- Vajargah Location within Iran
- Coordinates: 37°02′24″N 50°24′24″E﻿ / ﻿37.04000°N 50.40667°E
- Country: Iran
- Province: Gilan
- County: Rudsar
- District: Kelachay
- Established as a city: 1965

Population (2016)
- • Total: 4,537
- Time zone: UTC+3:30 (IRST)

= Vajargah =

City in Gilan province, Iran

Vajargah (واجارگاه) (Note: Also romanized as Vājārgāh; also known as Owndīm Sarā; واجارگه) is a city in Kelachay District of Rudsar County, Gilan province, Iran.

==History==

The old Vajargah village, which was in Deylaman region (now Otaqvar District), had between 10-20 households. It consisted of two neighborhoods: "Jur Vajargah" (Gilaki: جور واجارگاه, meaning upper Vajargah) whose residents were active in livestock keeping, and "Jir Vajargah" (Gilaki: جیر واجارگاه, meaning lower Vajargah) whose residents were involved in farming.

One of the families migrated east to Kelachay region, purchasing lands and settling there. They also named their new place after their homeland, Vajargah, consisting of five neighborhoods: Jur Sareh, Min Sareh, Jir Sareh, Own Dim Sareh, Amirali Sareh.

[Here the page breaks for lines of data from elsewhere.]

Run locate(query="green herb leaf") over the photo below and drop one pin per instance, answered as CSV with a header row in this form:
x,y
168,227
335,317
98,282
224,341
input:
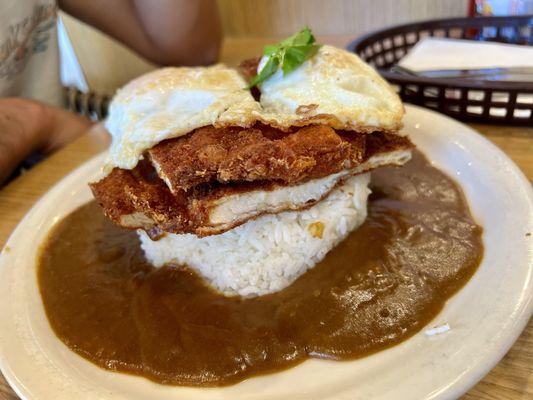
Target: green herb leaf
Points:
x,y
269,69
288,54
295,56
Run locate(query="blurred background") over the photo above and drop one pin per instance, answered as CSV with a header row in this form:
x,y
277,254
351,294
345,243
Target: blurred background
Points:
x,y
91,61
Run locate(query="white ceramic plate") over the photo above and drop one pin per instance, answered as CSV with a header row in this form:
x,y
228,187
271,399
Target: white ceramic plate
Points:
x,y
485,317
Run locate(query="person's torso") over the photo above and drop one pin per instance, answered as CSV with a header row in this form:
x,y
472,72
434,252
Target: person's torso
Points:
x,y
29,56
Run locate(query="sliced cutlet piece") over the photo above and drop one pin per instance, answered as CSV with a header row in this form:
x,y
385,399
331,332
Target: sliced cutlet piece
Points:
x,y
261,153
152,197
110,192
214,208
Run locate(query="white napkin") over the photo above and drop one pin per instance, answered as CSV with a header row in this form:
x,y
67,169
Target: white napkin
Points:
x,y
443,53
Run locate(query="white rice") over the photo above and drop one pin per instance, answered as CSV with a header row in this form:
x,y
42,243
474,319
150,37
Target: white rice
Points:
x,y
266,254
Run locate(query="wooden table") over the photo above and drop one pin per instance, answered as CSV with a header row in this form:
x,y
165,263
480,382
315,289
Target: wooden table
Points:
x,y
511,379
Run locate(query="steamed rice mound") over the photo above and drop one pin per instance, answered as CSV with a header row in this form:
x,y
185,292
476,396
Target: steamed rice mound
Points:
x,y
267,254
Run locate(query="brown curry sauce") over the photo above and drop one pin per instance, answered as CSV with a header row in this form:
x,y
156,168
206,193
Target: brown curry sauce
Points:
x,y
380,286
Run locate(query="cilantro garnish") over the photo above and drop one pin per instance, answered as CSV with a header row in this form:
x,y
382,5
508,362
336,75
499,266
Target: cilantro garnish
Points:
x,y
289,54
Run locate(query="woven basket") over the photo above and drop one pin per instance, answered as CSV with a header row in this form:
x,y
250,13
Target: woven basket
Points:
x,y
465,99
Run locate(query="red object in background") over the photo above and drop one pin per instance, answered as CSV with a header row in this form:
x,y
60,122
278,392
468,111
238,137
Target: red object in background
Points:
x,y
499,7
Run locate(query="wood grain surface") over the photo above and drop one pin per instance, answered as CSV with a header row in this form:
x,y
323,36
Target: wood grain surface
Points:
x,y
511,379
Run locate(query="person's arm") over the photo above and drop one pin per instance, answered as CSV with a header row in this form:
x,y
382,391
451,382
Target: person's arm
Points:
x,y
167,32
27,126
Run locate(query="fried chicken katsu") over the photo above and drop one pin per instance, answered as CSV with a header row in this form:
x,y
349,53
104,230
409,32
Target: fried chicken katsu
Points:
x,y
249,178
227,176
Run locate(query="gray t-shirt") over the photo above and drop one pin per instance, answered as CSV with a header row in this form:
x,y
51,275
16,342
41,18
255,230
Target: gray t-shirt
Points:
x,y
29,55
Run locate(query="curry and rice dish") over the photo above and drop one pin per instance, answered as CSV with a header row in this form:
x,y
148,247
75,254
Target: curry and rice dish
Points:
x,y
241,231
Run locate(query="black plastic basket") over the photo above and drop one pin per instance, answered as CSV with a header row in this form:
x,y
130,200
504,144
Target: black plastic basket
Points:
x,y
465,99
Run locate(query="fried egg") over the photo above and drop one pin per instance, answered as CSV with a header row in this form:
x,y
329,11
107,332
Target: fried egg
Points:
x,y
171,102
336,88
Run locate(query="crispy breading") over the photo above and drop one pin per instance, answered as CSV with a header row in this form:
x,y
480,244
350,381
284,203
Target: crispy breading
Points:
x,y
260,153
140,192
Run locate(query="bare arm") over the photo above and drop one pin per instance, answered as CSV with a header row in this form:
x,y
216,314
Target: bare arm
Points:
x,y
27,126
167,32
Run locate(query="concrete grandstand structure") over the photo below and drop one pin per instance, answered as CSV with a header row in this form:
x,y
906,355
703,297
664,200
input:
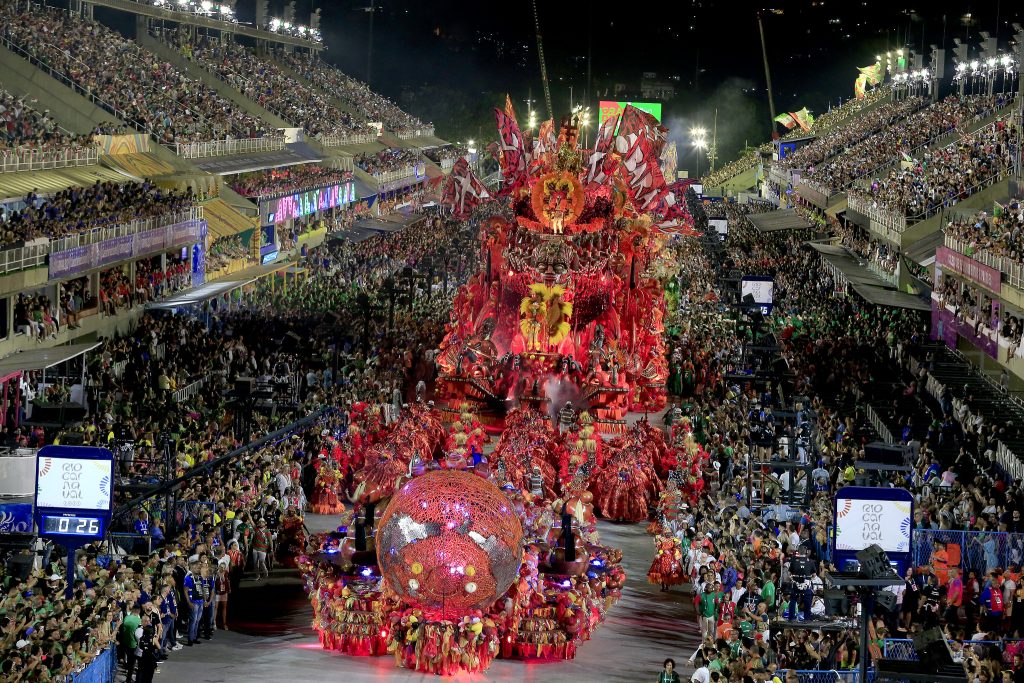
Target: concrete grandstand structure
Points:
x,y
150,113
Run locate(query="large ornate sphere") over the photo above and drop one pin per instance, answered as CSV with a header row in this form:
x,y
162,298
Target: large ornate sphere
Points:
x,y
450,542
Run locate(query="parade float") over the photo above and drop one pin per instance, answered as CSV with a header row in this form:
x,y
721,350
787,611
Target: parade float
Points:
x,y
567,310
455,553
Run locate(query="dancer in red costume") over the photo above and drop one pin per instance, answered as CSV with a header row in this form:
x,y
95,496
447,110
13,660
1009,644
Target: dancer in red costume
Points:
x,y
667,569
325,500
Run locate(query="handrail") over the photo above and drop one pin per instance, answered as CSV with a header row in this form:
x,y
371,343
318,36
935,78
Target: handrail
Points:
x,y
16,161
125,229
231,145
1013,269
188,391
22,51
22,258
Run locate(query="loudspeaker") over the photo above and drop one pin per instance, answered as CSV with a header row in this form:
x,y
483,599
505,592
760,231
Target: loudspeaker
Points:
x,y
19,566
932,649
244,387
885,454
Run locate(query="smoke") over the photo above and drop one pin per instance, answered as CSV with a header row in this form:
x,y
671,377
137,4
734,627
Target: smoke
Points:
x,y
559,391
740,121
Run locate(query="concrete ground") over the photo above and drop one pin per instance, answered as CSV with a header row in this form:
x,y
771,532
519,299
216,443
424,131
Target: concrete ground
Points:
x,y
271,640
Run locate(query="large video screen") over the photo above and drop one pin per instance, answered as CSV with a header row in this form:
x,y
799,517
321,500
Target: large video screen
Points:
x,y
761,288
610,109
862,522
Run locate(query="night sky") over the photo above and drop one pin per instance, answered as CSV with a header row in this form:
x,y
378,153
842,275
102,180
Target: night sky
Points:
x,y
451,60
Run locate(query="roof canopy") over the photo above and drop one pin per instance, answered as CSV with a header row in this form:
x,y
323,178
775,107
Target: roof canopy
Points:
x,y
784,219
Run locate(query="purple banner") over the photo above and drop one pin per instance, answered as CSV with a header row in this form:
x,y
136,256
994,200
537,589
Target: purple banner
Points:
x,y
111,251
970,268
83,259
72,261
946,328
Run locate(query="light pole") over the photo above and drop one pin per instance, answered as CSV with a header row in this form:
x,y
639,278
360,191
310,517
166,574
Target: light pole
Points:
x,y
698,138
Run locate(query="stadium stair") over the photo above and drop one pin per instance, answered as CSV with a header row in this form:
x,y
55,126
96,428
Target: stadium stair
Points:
x,y
194,70
72,111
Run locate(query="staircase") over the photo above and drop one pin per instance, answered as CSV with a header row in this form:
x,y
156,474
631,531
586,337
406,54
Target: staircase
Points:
x,y
195,70
73,111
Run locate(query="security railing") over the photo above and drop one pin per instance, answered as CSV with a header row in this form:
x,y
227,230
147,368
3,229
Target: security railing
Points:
x,y
892,220
1004,457
20,258
1012,268
16,161
345,140
188,391
418,132
125,229
240,145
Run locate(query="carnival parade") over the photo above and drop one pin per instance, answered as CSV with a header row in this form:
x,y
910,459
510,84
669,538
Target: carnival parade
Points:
x,y
473,531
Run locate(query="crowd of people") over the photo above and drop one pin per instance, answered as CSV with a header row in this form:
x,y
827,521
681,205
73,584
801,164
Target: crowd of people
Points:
x,y
830,119
370,104
943,177
884,145
445,152
986,232
385,161
82,209
757,571
266,84
23,128
132,83
289,179
828,143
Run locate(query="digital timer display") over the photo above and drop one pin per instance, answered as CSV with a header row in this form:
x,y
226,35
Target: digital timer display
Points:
x,y
87,526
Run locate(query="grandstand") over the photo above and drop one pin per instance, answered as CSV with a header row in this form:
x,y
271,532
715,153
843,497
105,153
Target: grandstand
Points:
x,y
170,169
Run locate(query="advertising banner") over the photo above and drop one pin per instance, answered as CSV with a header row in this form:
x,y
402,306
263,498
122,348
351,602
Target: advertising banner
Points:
x,y
965,265
82,259
298,205
946,328
610,109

Over time, due to the fertile soil of the area, "Vajargah" became a new place for farming and agricultural activities, and its population increased, gradually becoming a concentrated, city-like settlement. The residents of the new areas, who were scattered across vast tracts of land, formed neighborhoods for themselves, which are known today as Bandbon, Salim Sara, Baghdasht, Gav Mast, etc.

The first school in Vajargah was established in 1949. In 1950s several tea factories were built in Vajargah, making it one of the largest employment and economic centers in the Kalachay and eastern Gilan regions and one of the largest center of tea factories.

Vajargah city municipality was established in 1965.

==Demographics==
===Population===
At the time of the 2006 National Census, the village's population was 2,974 in 893 households. The following census in 2011 counted 4,522 people in 1,434 households. The 2016 census measured the population of the village as 4,537 people in 1,563 households.